Exploring the relationship between number_of_events in extended reality experiences and time_spent by users
Here I report on the analysis of user metrics related to extended reality experiences developed by Bitgeyser and Ketama Collective during the entire year of 2023. Taking into account the lack of data on the actual number of printed QR codes per experience, and their circulation number in a given market, data analysis on Total_Views and Unique_Users per experience are not informative metrics and can only be taken in relative terms. For this reason, I focused my attention on exploring the relationship between the number_of_events in extended reality experiences and the time_spent by users on the experience. By assessing the relationship between these two variables, the number_of_events that leads to longer times spent by users on the experience can be optimized.
I accessed each one of the projects available in Zapworks during 2023, downloaded their associated .csv files and registered the Number_of_Events for each experience in conjunction with its Average_Dwell_Time. With this information in hand, I proceeded to assemble my own spreadsheet for custom-analysis (Table 1).
Using the R programming language (a programming language for data science and data visualization), I proceeded with my analysis (Figure 1) that showed the mean average_dwell_time was 94.7 seconds and the mean number_of_events was 7.9 respectively.
# load libraries
library(tidyverse)
library(ggrepel)
# load .csv files containing data on extended reality experiences
# extended reality experiences as "ere"
ere <- read.csv(file.choose())
summary(ere)
The distribution of values for these two variables are shown on Figure 2 and Figure 3. It can be seen that the experience Baggio_Late_Shake is an outlier for the variable average_dwell_time with 234 seconds (Figure 2A); whereas the experience Chile is an outlier for the variable number_of_events with 75 events (Figure 3A).
# analyze the distribution of values for average_dwell_time and number_of_events using histograms
# Average Dwell Time
ggplot(data = ere, aes(x = Average_Dwell_Time)) +
geom_histogram(binwidth = 3, fill = "white", colour = "black")
# Number of Events
ggplot(data = ere, aes(x = Number_of_Events)) +
geom_histogram(binwidth = 3, fill = "white", colour = "black")
# arrange experiences in descending order for the variable average_dwell_time
ere %>%
arrange(desc(Average_Dwell_Time))
# arrange experiences in descending order for the variable number_of_events
ere[, -c(2,3)] %>%
arrange(desc(Number_of_Events))
Based on the above, I decided to remove from the analysis the experiences Baggio_Late_Shake and Chile since they appear to represent extreme cases, leaving me with 106 experiences for further down analysis.
# filter out Baggio_Late_Shake and Chile experiences
ere_filtered <- filter(ere, Average_Dwell_Time < 180 & Number_of_Events < 40)
I visually explored then the relationship between the number_of_events and the average_dwell_time by creating a scatter plot (Figure 4). For experiences showing between 7 and 27 events, the relationship with the average_dwell_time appears to be somehow linear (as the number_of_events increases in the experience, the average_dwell_time spent by the user increases as well).

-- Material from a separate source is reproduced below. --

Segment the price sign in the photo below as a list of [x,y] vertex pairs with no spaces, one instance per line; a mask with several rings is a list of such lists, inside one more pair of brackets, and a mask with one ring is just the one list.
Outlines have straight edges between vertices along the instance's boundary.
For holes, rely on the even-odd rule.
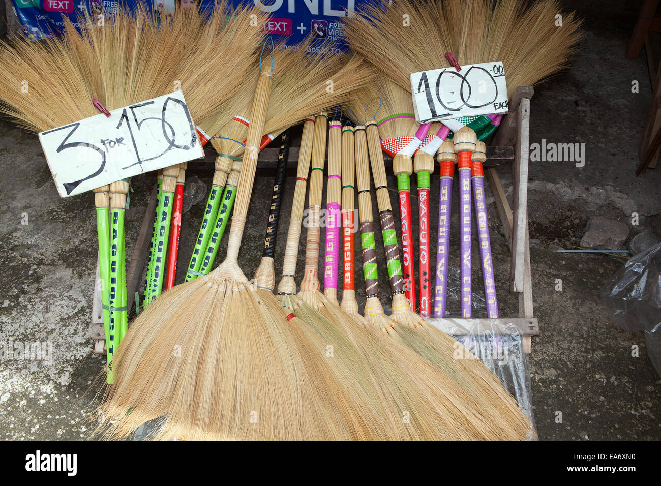
[[413,109],[418,123],[460,116],[506,113],[507,85],[502,63],[485,62],[413,73]]
[[65,198],[204,156],[181,91],[39,134]]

I then recreated the above scatter plot taking into account only experiences with at least 3 events, which resulted in 83 experiences in total (Figure 5). The upward trend appears to be more clear, as the number of events per experience increases (up to 27 events), so does the average time users spend on the experience (up to 135 seconds). However, experiences with greater than 27 events appeared to negatively impact on the average time users spent on the experience (see Watts and Andina experiences).

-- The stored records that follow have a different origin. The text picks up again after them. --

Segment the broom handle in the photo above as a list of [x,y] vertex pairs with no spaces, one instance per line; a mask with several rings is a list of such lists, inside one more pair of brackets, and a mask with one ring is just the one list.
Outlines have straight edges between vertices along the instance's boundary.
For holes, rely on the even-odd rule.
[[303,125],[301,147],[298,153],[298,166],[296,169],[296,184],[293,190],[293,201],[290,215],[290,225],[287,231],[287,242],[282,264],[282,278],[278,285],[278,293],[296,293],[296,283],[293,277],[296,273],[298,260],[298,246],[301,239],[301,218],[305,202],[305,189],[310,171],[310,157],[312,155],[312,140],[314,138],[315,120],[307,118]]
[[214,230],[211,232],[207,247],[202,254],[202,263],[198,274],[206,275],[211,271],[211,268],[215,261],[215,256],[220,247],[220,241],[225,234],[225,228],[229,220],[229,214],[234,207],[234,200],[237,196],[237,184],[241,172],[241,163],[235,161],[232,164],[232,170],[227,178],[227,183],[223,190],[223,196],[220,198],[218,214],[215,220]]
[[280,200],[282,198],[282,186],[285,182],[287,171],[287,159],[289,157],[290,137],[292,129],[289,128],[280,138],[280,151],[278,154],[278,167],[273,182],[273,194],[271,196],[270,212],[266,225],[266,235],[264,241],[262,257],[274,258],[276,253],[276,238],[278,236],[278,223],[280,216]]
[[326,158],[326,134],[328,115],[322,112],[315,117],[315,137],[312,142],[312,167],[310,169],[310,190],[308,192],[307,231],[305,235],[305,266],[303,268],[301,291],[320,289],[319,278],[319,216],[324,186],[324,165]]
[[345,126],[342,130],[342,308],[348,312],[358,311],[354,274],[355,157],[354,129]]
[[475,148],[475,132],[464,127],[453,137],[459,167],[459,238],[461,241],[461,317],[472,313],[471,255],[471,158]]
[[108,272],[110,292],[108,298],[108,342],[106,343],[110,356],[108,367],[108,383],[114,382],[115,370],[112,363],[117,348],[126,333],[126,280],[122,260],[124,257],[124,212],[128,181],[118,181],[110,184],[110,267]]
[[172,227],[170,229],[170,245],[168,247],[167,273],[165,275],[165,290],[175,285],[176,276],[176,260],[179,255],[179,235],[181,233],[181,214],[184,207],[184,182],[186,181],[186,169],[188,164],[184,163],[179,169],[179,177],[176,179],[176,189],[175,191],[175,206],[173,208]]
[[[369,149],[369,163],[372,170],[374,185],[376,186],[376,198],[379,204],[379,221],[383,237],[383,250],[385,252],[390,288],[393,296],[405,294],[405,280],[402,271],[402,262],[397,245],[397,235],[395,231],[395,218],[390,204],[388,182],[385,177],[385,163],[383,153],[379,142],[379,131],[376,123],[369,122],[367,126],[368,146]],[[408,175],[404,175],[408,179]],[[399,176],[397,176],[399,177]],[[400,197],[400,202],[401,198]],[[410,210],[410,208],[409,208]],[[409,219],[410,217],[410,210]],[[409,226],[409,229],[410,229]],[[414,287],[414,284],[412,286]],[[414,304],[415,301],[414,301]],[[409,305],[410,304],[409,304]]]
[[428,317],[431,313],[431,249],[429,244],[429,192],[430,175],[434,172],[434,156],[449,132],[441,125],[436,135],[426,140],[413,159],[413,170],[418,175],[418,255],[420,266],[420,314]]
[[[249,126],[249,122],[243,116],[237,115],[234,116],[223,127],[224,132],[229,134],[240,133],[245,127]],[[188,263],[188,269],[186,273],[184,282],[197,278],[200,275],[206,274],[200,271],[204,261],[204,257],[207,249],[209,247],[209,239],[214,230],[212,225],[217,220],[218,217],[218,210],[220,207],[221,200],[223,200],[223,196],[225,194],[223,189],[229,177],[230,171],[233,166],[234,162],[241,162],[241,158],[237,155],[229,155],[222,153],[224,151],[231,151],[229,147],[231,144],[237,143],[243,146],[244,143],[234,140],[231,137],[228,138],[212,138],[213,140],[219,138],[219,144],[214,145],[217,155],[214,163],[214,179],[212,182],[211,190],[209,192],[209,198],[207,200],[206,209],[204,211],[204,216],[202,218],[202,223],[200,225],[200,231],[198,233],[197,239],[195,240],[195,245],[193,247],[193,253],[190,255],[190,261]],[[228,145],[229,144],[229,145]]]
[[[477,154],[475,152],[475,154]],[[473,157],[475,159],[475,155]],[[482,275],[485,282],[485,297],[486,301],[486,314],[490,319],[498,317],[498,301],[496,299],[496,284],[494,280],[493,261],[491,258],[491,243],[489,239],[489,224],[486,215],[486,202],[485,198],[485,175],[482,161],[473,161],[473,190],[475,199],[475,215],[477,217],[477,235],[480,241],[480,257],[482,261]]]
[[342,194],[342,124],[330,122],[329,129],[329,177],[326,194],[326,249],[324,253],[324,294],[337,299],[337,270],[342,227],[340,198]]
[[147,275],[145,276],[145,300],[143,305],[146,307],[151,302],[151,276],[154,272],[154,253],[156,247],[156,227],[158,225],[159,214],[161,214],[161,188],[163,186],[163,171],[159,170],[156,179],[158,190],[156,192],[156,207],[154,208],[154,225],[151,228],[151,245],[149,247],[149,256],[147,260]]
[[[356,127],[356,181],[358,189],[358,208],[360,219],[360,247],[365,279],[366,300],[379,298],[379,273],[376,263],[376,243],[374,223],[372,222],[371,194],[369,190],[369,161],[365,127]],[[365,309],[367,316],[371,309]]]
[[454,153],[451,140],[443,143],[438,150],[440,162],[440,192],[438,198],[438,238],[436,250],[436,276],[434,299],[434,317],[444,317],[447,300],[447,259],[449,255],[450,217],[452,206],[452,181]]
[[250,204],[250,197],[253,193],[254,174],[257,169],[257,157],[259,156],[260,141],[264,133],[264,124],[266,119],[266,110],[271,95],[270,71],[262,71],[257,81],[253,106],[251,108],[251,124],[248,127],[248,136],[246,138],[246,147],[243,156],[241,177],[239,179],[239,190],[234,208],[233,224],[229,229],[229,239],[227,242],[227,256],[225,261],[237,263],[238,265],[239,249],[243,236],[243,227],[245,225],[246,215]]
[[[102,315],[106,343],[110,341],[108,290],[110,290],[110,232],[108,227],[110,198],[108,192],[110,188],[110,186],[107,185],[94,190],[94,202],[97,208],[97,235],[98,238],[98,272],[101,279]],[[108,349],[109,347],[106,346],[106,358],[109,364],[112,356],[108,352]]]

Because I was interested in assessing the degree of association between the number_of_events and average_dwell_time variables I calculated the Pearson correlation (which assesses the degree of linear relationship between two quantitative variables) which was 0.31 and thus less than 0.5 (meaning the association is somehow weak). However, the association was significant (Figure 6).

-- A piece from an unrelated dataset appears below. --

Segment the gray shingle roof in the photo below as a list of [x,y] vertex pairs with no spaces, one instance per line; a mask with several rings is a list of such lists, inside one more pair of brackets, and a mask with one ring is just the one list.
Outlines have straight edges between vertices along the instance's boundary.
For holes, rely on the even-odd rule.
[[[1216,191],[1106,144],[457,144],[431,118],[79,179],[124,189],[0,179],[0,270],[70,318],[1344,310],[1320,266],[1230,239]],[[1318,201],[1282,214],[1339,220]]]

# assess the degree of association among variables
cor(ere_filtered_3$Average_Dwell_Time, ere_filtered_3$Number_of_Events) # Pearson correlation of 0.31
# is the correlation significant?
cor.test(ere_filtered_3$Average_Dwell_Time, ere_filtered_3$Number_of_Events, alternative = "two.side", method = "pearson")
In conclusion, my data analysis revealed the average time spent by users on extended reality experiences appeared to be positively associated with the number of events in the experience. The trend (red line in Figure 5) in the data suggests that as the number of events increases, the time spent by users in the experience increases as well. However, the trend also suggests that the average time spent by users decreases for experiences with greater than 27 events. This finding may help in the optimization of events per experience in order to maximize the time spent by users.